Море… Дунай… Хлопцы, пришел наш час…  

     Через два дня, после отпевания героя в Адмиралтейском соборе Николаева, за траурным катафалком к погосту двинулись служившие в Николаеве адмиралы, офицеры, матросы и огромная толпа горожан. Многие женщины плакали, да и некоторые суровые воины украдкой смахивали рукавом набежавшую слезу. Были слухи, что приехавшего с ревизией неподкупного флигель-адъютанта отравили здешние казнокрады. По личному распоряжению царя жандармы провели следствие, ничего, однако, не давшее.
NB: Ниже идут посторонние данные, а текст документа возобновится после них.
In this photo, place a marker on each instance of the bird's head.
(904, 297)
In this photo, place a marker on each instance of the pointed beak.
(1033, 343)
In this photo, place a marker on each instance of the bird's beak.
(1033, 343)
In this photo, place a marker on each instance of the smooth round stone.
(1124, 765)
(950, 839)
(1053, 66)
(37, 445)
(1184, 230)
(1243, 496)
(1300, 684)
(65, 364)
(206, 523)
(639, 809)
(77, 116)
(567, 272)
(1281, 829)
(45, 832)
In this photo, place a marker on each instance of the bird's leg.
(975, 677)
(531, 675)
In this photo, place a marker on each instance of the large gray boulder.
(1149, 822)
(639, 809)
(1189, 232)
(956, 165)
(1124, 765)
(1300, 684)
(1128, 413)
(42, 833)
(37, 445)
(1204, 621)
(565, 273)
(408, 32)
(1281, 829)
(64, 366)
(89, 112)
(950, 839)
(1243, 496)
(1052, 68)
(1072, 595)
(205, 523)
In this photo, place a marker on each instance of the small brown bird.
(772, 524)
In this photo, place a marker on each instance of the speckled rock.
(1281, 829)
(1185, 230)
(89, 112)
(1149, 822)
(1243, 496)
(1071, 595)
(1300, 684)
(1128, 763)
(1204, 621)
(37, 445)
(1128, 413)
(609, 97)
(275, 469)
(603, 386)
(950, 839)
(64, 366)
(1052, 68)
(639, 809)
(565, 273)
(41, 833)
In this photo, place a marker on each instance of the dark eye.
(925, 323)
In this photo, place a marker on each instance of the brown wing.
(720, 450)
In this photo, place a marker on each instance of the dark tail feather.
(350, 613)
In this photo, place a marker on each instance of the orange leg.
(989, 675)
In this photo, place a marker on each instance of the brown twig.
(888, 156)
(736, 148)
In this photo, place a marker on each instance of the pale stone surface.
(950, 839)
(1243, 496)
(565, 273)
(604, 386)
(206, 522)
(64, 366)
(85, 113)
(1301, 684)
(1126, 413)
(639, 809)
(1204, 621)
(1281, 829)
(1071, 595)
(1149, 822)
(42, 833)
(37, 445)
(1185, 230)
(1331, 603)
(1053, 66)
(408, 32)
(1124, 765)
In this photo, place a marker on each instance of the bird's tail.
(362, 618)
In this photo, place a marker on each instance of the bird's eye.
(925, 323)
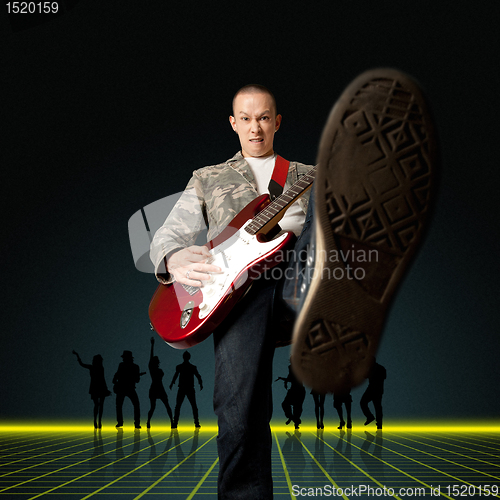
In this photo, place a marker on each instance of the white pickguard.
(232, 256)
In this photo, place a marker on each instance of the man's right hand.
(189, 266)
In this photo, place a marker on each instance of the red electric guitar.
(185, 315)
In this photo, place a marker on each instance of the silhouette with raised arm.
(98, 389)
(345, 399)
(186, 373)
(319, 408)
(374, 393)
(156, 391)
(127, 375)
(294, 399)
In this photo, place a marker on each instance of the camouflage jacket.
(211, 200)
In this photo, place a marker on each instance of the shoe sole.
(373, 189)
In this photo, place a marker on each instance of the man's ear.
(277, 123)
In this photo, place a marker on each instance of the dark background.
(110, 106)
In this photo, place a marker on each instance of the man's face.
(255, 122)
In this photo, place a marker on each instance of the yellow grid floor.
(398, 462)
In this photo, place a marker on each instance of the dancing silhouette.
(127, 375)
(294, 399)
(98, 389)
(186, 373)
(319, 408)
(156, 391)
(374, 393)
(345, 399)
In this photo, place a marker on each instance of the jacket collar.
(239, 164)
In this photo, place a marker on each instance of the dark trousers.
(244, 351)
(181, 394)
(376, 399)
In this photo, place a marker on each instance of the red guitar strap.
(278, 178)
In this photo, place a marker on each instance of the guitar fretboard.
(281, 203)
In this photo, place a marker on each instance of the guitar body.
(185, 316)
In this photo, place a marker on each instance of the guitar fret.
(279, 204)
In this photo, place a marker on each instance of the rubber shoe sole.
(374, 188)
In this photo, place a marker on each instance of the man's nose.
(255, 125)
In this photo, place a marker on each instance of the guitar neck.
(273, 213)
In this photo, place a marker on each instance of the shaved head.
(255, 88)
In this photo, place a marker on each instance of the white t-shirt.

Так внезапно, в расцвете сил и талантов оборвалась жизнь этого замечательного человека, но память о нем не умерла. В 1839 году на Мичманском (ныне Матросском) бульваре Севастополя появился первый в городе памятник, средства на который по добровольной подписке собрали черноморские и балтийские моряки.  На его постаменте выбита надпись: «Казарскому. Потомству в пример». 

     Многие известные художники-маринисты, в том числе Иван Айвазовский, запечатлели подвиг «Меркурия» на своих полотнах, его прославляли в книгах и песнях. Уже в наше время в центре города Дубровно в память о прославленном земляке установили большой гранитный валун с мемориальной доской.